Purslane cultivation

Portulaca oleracea (Common Purslane, also known as Verdolaga, Pigweed, Little Hogweed or Pusley), is an annual succulent in the family Portulacaceae, which can reach 40 cm in height. About 40 varieties are currently cultivated. It has an extensive old-world distribution extending from North Africa through the Middle East and the Indian Subcontinent to Malesia and Australasia. The species status in the New World is uncertain: it is generally considered an exotic weed; however, there is evidence that the species was in Crawford Lake deposits (Ontario) in 1430-89, suggesting that it reached North America in the pre-Columbian era. It is naturalised elsewhere and in some regions is considered an invasive weed. It has smooth, reddish, mostly prostrate stems and alternate leaves clustered at stem joints and ends.
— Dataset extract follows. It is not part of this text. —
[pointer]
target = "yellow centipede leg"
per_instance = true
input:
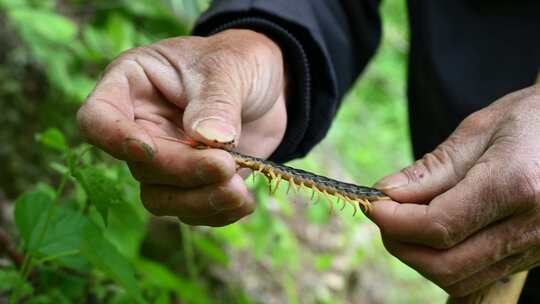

The yellow flowers have five regular parts and are up to 6 mm wide. The flowers appear depending upon rainfall and may occur year round. The flowers open singly at the center of the leaf cluster for only a few hours on sunny mornings. Seeds are formed in a tiny pod, which opens when the seeds are ready. Purslane has a taproot with fibrous secondary roots and is able to tolerate poor, compacted soils and drought.

Although purslane is considered a weed in the United States, it can be eaten as a leaf vegetable, providing sources can be found which have not been poisoned deliberately. It has a slightly sour and salty taste and is eaten throughout much of Europe, Asia and Mexico. The stems, leaves and flower buds are all good to eat. Purslane can be used fresh as a salad, stir-fried, or cooked like spinach, and because of its mucilaginous quality it is also suitable for soups and stews. Australian Aborigines used to use the seeds to make seedcakes.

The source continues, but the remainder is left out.